PR sastra indonesia ? “
“ Iya, pasti
kamu belum ngerjain khan ? “
“ Hehehe…”
kataku sambil nyengir.
“ Ya udah, ini
! Nyontek punya aku aja !”
“ Bener nih ?
Nggak papa ? “
“ Iya… Cepetan
keburu Pak Didik dateng loh ! “
Secepat kilat
aku menyalin semua jawaban Dini. Tak perlu ragu benar atau salah. Dijamin aku
pasti dapat 100.
Ting… tong…
Bel sekolah
berbunyi tanda istirahat. Karena aku ingin berterima kasih pada Rini, kuajak
dia ke kantin sekaligus ku traktir. Ya, mungkin hanya itulah yang bisa
kuberikan padanya.
Hari demi hari,
waktu demi waktu hingga akhirnya hari keramat itu datang.
Kring…
Suara telepon
di kamarku berdering. Nomer tak dikenal. Siapa ya ? dalam benakku.
“ Hallo,
Assalamu alaikum. “
“ Walaikum salam, “ kata seseorang disana
sambil terisak tangis.
“ Maaf, ini
siapa ya ? “
“ Ini Ibu Rina,
ibunya Rini. “
“ O… iya, Bu,
ada apa ? “
“ Kamu bisa
datang kesini ? “
“ Memangnya ada
apa, Bu ? “
Tut… tut… tut…
Sambungan terputus. Dengan hati penasaran, aku bergegas ke rumah Rini.
Sesampainya di
rumah Rini, aku melihat bendera kuning. Gubrak… siapa yang meninggal? Ayah Rini
? Tapi ayah Rini sudah meninggal sejak Rini berumur 3 tahun. Ibunya ? Tak
mungkin, tadi khan ibunya Rini yang menelponku. Lantas siapa ?

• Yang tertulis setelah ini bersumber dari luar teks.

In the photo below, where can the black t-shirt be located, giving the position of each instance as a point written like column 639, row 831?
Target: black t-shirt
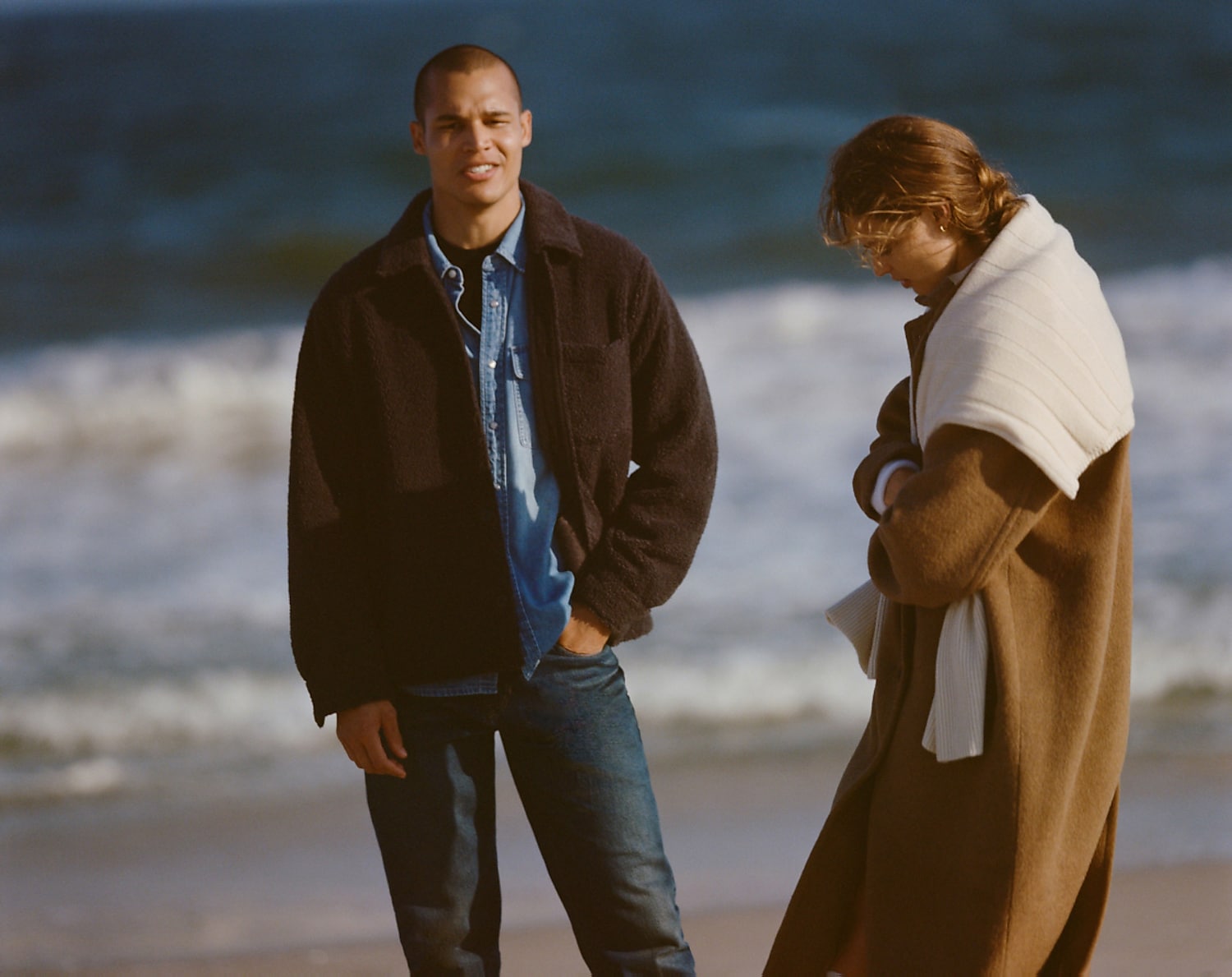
column 471, row 261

Sampai didepan pintu rumah Rini aku terpaku sampai-sampai
tak dapat berkedip. Rini. Rini sudah terbujur kaku disana. Aku langsung
terjatuh dan air mata berlinang deras dipipiku. Aku tak menyangka, aku tak
dapat mengira apa yang telah terjadi pada Rini. Tak lama, aku mendekat pada ibu
Rini.
“ Kenapa bisa
begini, Bu ? “ tanyaku sambil mengharap jawaban.
“ Rini
tertabrak mobil saat menyebrang, “ kata ibu Rini dengan terbata-bata.
Seakan tak
ingin menambah sedih ibu Rini, aku berpindah tempat disebelah ibu-ibu yang
melayat. Aku mengikuti semua prosesi pemakaman Rini.
Rini, sahabat terbaikku.
Selamat jalan untukmu. Kan ku kenang semua kenangan kita bersama. Jangan
khawatir, aku akan menjaga ibumu. Tenaglah disana, Rin. Aku akan selalu
mendo’akanmu.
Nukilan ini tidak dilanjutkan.